Sharma Howard: Lack of positive male role models is very disturbing

Sharma Howard

The outrage my son felt during physical fitness testing a few years back was pretty typical — he was fuming that the girls had a shorter distance to run.

I asked, “Why?” — knowing of course there was a good reason.

He sighed heavily, and reluctantly said, “Their lungs are smaller.”

Ever since girls started their ongoing critique of boys, my son, who had gotten along well with them, went through a time where he denounced them as “evil.” He saw unfairness at every turn and perceived they got preferential treatment from teachers. Which could have happened.

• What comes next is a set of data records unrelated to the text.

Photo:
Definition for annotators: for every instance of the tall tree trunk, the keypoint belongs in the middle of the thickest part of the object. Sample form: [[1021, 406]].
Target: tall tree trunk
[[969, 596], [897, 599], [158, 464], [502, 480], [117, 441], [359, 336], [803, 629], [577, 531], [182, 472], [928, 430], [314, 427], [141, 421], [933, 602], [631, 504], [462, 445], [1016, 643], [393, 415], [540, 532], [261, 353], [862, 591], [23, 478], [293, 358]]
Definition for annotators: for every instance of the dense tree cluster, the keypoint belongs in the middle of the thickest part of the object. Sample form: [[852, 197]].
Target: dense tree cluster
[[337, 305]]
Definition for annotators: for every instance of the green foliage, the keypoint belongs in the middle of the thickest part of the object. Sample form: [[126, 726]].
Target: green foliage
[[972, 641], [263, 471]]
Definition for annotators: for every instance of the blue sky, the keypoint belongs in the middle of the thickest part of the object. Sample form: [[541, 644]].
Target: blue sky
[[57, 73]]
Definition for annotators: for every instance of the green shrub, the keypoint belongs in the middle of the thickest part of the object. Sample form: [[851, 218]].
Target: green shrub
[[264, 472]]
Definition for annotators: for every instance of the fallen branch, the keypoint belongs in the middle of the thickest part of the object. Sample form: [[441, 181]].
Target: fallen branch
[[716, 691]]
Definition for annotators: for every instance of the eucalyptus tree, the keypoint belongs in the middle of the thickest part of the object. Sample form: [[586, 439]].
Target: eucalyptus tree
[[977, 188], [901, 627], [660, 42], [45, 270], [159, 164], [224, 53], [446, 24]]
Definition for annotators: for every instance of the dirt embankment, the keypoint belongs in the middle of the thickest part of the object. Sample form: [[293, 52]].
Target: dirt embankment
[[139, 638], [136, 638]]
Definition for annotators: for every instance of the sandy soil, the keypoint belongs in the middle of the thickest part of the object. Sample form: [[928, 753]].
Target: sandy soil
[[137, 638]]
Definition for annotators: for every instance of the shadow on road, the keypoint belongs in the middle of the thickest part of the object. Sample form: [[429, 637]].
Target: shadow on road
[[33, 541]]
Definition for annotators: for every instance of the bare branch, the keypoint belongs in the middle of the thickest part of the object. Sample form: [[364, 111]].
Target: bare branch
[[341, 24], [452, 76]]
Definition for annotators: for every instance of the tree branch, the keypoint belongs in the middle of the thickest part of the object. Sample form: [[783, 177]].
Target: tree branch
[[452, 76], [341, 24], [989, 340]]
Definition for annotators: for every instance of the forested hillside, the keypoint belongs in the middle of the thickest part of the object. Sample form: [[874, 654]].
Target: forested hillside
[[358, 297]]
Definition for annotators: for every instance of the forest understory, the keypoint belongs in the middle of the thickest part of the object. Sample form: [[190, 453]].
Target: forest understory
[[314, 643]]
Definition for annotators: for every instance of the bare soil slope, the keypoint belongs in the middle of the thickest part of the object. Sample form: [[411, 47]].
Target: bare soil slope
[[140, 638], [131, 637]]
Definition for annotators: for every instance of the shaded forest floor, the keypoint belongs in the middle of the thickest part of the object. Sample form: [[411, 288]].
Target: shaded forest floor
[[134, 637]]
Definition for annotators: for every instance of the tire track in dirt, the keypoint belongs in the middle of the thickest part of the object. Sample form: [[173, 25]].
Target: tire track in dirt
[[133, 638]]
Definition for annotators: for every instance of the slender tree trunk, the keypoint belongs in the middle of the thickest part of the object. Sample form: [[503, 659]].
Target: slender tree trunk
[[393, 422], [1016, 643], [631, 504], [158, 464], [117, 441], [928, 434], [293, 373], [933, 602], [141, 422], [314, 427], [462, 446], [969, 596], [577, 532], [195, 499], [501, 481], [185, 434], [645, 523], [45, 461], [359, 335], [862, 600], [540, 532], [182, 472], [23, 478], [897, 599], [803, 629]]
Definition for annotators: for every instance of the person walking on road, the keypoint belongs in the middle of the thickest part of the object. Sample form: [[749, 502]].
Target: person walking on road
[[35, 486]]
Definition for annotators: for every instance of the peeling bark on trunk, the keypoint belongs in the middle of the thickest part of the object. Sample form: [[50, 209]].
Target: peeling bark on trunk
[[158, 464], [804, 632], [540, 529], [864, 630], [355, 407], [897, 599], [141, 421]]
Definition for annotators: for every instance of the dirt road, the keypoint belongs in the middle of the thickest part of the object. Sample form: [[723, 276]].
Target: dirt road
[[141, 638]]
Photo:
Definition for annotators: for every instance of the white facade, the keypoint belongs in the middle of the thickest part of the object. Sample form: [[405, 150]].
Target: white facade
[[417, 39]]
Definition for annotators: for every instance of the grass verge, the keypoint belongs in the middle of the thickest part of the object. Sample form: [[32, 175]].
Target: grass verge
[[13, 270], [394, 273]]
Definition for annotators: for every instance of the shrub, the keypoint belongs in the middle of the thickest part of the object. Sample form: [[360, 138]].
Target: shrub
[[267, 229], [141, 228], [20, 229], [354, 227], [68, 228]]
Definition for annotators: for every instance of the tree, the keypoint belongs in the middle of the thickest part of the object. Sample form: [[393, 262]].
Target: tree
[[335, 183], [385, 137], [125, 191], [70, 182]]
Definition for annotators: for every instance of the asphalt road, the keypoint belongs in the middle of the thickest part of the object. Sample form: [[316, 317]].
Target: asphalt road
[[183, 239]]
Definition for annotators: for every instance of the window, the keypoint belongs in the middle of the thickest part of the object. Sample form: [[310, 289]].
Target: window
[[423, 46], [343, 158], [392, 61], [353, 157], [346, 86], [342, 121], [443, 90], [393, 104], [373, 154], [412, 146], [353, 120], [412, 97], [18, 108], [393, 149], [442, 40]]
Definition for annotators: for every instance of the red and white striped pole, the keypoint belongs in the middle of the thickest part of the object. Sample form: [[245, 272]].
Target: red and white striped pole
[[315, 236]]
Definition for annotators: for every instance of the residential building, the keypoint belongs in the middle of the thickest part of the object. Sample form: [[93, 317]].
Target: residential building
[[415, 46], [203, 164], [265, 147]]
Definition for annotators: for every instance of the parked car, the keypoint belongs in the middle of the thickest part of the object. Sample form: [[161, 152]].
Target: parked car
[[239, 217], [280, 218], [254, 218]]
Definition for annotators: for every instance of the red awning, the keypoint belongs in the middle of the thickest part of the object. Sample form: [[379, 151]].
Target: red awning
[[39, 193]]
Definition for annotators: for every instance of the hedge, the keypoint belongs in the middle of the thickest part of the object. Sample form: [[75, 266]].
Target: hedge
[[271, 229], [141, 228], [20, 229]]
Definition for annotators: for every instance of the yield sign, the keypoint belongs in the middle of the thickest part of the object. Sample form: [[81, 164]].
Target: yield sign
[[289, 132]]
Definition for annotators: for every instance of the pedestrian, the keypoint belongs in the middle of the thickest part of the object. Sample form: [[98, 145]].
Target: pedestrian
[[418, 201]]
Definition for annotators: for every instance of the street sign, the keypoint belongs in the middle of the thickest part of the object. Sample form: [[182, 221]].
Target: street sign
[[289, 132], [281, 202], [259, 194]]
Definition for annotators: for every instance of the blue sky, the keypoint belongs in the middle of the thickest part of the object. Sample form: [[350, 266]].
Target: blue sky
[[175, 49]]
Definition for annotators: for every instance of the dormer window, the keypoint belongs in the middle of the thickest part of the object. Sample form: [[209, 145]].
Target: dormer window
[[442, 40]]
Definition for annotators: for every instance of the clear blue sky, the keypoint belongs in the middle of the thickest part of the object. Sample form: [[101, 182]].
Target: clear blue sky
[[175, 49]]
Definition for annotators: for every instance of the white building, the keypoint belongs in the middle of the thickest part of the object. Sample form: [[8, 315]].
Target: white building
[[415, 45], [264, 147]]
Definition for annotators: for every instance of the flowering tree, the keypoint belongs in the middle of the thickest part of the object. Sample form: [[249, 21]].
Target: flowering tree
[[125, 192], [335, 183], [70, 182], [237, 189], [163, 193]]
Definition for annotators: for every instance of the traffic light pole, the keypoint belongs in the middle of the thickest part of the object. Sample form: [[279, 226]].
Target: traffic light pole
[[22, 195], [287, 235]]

When the girls’ ongoing critiques about the boys turned to outright cruelty, I began to be troubled myself, and even embarrassed that girls were being so mean.

Then he began to pick up on the bits and pieces of news he overheard. And he saw a troubling pattern: Men were quite often the ones connected to murder and violence, and it seemed to give him pause on how the world may not be tilted forever to favor girls.

“Why is it always the men?” he asked, pondering the heaviness of it all.

I struggled for a satisfactory answer, but news and statistics seemed irrefutable.

And those numbers are a fact all young boys will have to deal with, said Michael G. Thompson, Ph.D., who co-authored the best seller, “Raising Cain: Protecting the Emotional Life of Boys.”

“Ninety-five percent of crimes are committed by men, that’s a fact every man has to confront — that violence is mainly male, but at the same time, 95 percent of men aren’t violent. So, yes, men commit violence, but it’s a small percent, your son has to know both those things,” Thompson said to me.

And while men and boys get more air time in movies and on TV — 70 percent more than girls — they also are frequently cast as the instigator or troublemaker.

Couple that with the lack of nurturing adult males depicted in TV and movies and you begin to wonder what that impact has on these boys who will one day be fathers themselves.

“There’s a serious dearth of both sympathetic and competent fathers in TV and movies, the best we can do is ‘Two and a Half Men,’ and these are well-meaning bumbler dads,” Thompson notes.

Positive coaches and other male role models are critical for boys in real life, where their influence resonates much more deeply than any TV show.

But the reality is if boys don’t have role models at home, there is also a lack of them out in the world. Male teachers have been in decline for the past 20 years, leaving young boys with mostly female teachers.

And that statistic prompted more observation from Thompson, who also does workshops in school systems.

Female teachers need to avoid approaching boys with a “reformist” mindset, he said, which is woven into our culture of parenting boys.

Thompson advises women to reach down and bring to the relationship the positive experiences they’ve had with their own father, or grandfather, and avoid trying to ensure they don’t become the disappointing man they had an experience with in the past.

Being a mother of two boys fills me with a gratitude that I am an integral part in their emergence to manhood. I enjoy the way they propel themselves forward in the world with their fabulous energy. Yes, sometimes it’s nonstop. But I am also there to witness their fragility, and the tenderness they aren’t encouraged to show the world.

Will we ever support men to be gentle and nurturing, or will that forever threaten our ideal of the “strong” man we need? Can we reconcile these qualities as ones that can co-exist, and not negate each other?

As I mom of two, I think they can, but until the day comes, let’s be aware the media will be lagging behind, and statistics need to be put in perspective.